Use Main Memory for OLTP

written by Mike Stonebraker on March 22, 2012 with no comments

This is the first in a series of blog posts in which I will explore various aspects of On-Line Transaction Processing (OLTP).   In this post, I’ll examine main memory storage as an alternative to disk for traditional and “New OLTP” systems.

Traditional relational DBMSs, Hadoop and most of the NoSQL offerings store their data on disk.  In contrast, VoltDB is a main memory DBMS.

First, it should be noted that main memory is getting very cheap.  It is straightforward to put 50 Gbytes of memory on a $5,000 server.  Beefy servers these days have 10 times that amount.
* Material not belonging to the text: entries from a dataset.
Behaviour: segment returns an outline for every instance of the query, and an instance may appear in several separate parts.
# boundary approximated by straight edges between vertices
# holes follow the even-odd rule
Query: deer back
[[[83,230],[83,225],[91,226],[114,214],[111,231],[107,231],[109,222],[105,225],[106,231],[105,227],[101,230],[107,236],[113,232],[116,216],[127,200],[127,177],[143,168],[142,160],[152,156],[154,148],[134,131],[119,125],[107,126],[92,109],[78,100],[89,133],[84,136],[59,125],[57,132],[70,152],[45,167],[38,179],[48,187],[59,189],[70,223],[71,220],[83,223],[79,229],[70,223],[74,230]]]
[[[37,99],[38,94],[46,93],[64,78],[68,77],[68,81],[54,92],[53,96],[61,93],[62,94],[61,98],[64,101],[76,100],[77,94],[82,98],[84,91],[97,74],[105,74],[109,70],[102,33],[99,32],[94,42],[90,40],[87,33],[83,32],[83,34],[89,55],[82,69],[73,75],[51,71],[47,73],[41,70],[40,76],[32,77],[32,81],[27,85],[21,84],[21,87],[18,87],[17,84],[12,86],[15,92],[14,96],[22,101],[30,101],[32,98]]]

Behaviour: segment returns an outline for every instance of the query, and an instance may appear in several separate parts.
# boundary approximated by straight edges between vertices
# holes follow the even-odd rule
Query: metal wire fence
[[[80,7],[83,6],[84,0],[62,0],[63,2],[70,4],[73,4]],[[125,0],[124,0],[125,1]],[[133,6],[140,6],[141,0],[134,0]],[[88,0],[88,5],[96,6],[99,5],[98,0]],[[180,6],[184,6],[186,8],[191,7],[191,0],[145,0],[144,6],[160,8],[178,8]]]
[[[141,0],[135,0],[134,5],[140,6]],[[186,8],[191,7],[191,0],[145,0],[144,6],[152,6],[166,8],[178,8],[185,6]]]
Moreover, many (but not all) transactional databases don’t require massive storage volumes. An OLTP application with more than a few Tbytes of data is quite rare.  The same can be said for new OLTP “fire hose” applications that require ultra-high write throughput and ACID transactions (e.g., digital advertising, wireless, real-time monitoring, online games) – these systems rarely need to manage more than a few Tbytes of hot state.  Hence, it is plausible to buy enough main memory to store the data for the vast majority of OLTP applications.

So why not just run a traditional disk-based RDBMS and have your data comfortably fit in the buffer pool?

The answer comes from a paper in SIGMOD 2008 called OLTP Through the Looking Glass, and What We Found There.  To summarize, the paper explores the TPC-C benchmark implemented on a typical disk-based RDBMS architecture.  Although the Shore implementation from Wisconsin was used in the study, the authors expect the results to be very similar on other RDBMSs.  Further, the authors instrumented the code and categorized where the CPU cycles went on a TPC-C benchmark that fit completely in the buffer pool.  The paper reports several experiments, which I will very crudely summarize below.
Legacy RDBMS Overhead Pie Chart2About 10% of the CPU cycles perform useful work (retrieving and updating records).  The remaining 90% of the CPU cycles were split more-or-less equally between four tasks:

  • Buffer pool overhead (fetching records from buffer pool pages, management of buffer pool data structures)
  • Locking overhead (setting and releasing record-level locks, managing the waiting for locks)
  • Crash recovery overhead (implementing a write-ahead-log for crash recovery purposes)
  • Latch overhead (in a multi-threaded system, ALL the shared data structures in a DBMS must be latched when accessed to prevent corruption.  These include the lock table, B-tree indexes, buffer pool data structures, resource management data structures, etc.)

To implement a very high performance system, the following two tenets must be followed:Tenet 1:  The focus must be on overhead.  A scheme that makes useful work go faster will make very little difference in overall performance.

Tenet 2: To go really fast, an implementation must get rid of the vast majority of ALL FOUR sources of overhead.  Otherwise, you will run only marginally faster than a traditional disk-based system with a buffer pool.

Hence, an obvious conclusion is that high performance OLTP MUST be a main memory system.  Otherwise, the first source of overhead will destroy performance.  Equally obvious, just implementing a main memory DBMS with the other three sources of overhead intact will not result in high performance. This is why you won’t gain significant throughput improvements by simply “running MySQL in memory or replacing spinning disks with SSDs”.

Subsequent blog posts will explore these other DBMS performance issues.